Amazingly, it wasn't the first of many. No other shoe has dropped on U.S. soil, and even the attacks in Europe were, thankfully, pale imitations of 9/11.

And my question has only been partially answered. We counter-attacked where we could, and we attempted the first ever pre-emptive attack in U.S. history. We overthrew a vicious, fascistic government in Afghanistan, and we overthrew a vicious, fascistic tyrant in Baghdad. We made a strong start, and then, I dunno. We fell into a malaise or something.

It's hard to live life to its fullest-- we aren't wired for it. We need down time. Quiet time. Too much adrenaline will literally wear a person out. This war has been like that-- we need to stay focused on it, keep pushing against the bulwarks the terrorists have established, keep the edge on both the battlefield and the public relations field. But we haven't been able to keep that focus, because it's hard to maintain, and because our leaders have done a frightfully crappy job of making sure what's important is front and center.

Bush, Cheney, Rumsfeld, Condi, etc. should be taking every opportunity to stress that this is not a clash of religions, but a clash of world views. I don't care that virtually all of the terrorists are Muslim-- I care that virtually all of the terrorists want to kill me or convert me because I'm NOT. I care that they want to treat women like 2nd class objects at best, property at worst. I care that they blame the victims of abuse and assault and rape rather than the perpetrators of those crimes. Life, liberty, the pursuit of happiness-- most of that goes out the window for all but a privileged view under people like Saddam Hussein or under governments like the Taliban.

And I care that I think it quite likely that if any of them ever manage to get biological weapons, or worse, nuclear ones, they will not hesitate to use them to kill as many men, women and children as they can. Because we mean nothing to them.

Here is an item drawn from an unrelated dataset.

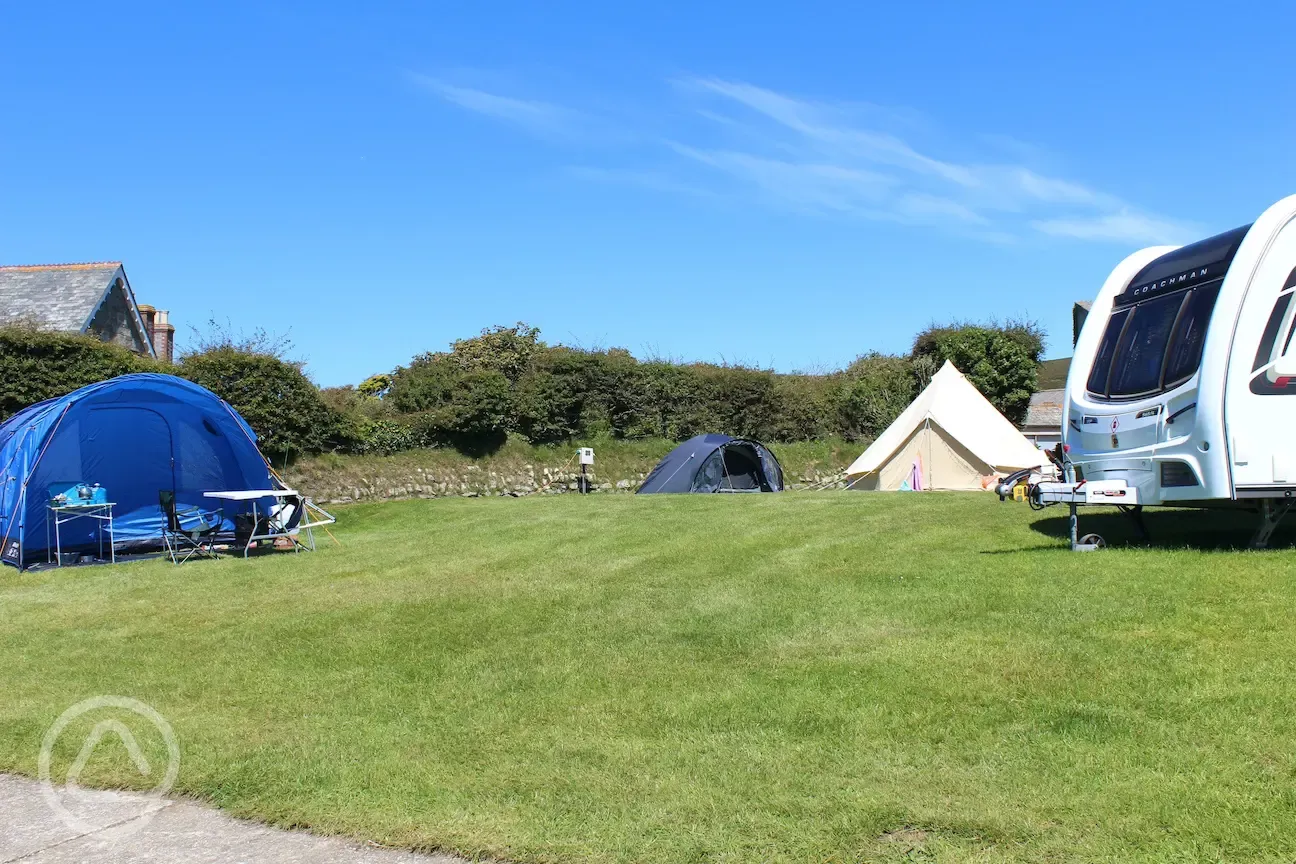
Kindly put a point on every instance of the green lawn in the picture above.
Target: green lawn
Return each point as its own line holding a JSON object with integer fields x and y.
{"x": 787, "y": 678}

But we don't hear much about that. Bush talks, seemingly endlessly and rather ineffectually, about safety and security. Rumsfeld feels those that disagree with how he has managled the post-invasion portion of the war are less patriotic than those who don't question him. The Republicans and the Democrats both use the war as a wedge issue instead of a consensus issue-- case in point, the fact that ABC is making a docudrama about the lead up to 9/11 and both the Dems and the Repubs are having a hissy fit over it. We wind up either fearful, angry or completely tuned out because those seem to be the only options available.

Five years.

I am happy that there have been no other attacks since 9/11. I am happy that people in Afghanistan and Iraq can live freer lives because of the brave young men and women of our armed forces. I am happy that in many ways we have regained much of what was lost on that dreadful day five years ago.

But I am sad that so many have died. I am sad that so much of our nation's politics are driven by fear and anger. I am sad that we are simultaneously mucking up the situation in Iraq and losing our focus on the really important bits at home.

And polls like the one in my previous post scare the bejeezus out of me, because those aren't stupid people who think that media consolidation is more dangerous than the terrorists. Nor are they bad people. But Bush and crew have muddied the waters so badly that a biased/poorly written docudrama scares them more than people who have already killed thousands, and who would undoubtedly kill millions more if they can acquire the capability.

There is a threat, my friends, a very real one. That doesn't mean we should live in fear, or blindly follow our leaders in hopes they will keep us safe from it. But it does mean that we shouldn't lose sight of it, nor lump it in as equal with whether the minimum wage will be increased, or the inheritance tax be repealed.

Five years after.

How is it that time can both fly and crawl at the same time?


They murdered 2,996 people five years ago. Were that any of those people were directly ours.

If my daughter had been killed, I would have made their attacks look like child-play.

For those 2,996 people I still want exponentional justice. 2,996 x 2,996 = 8,976,016. That seems a fair number in retribution.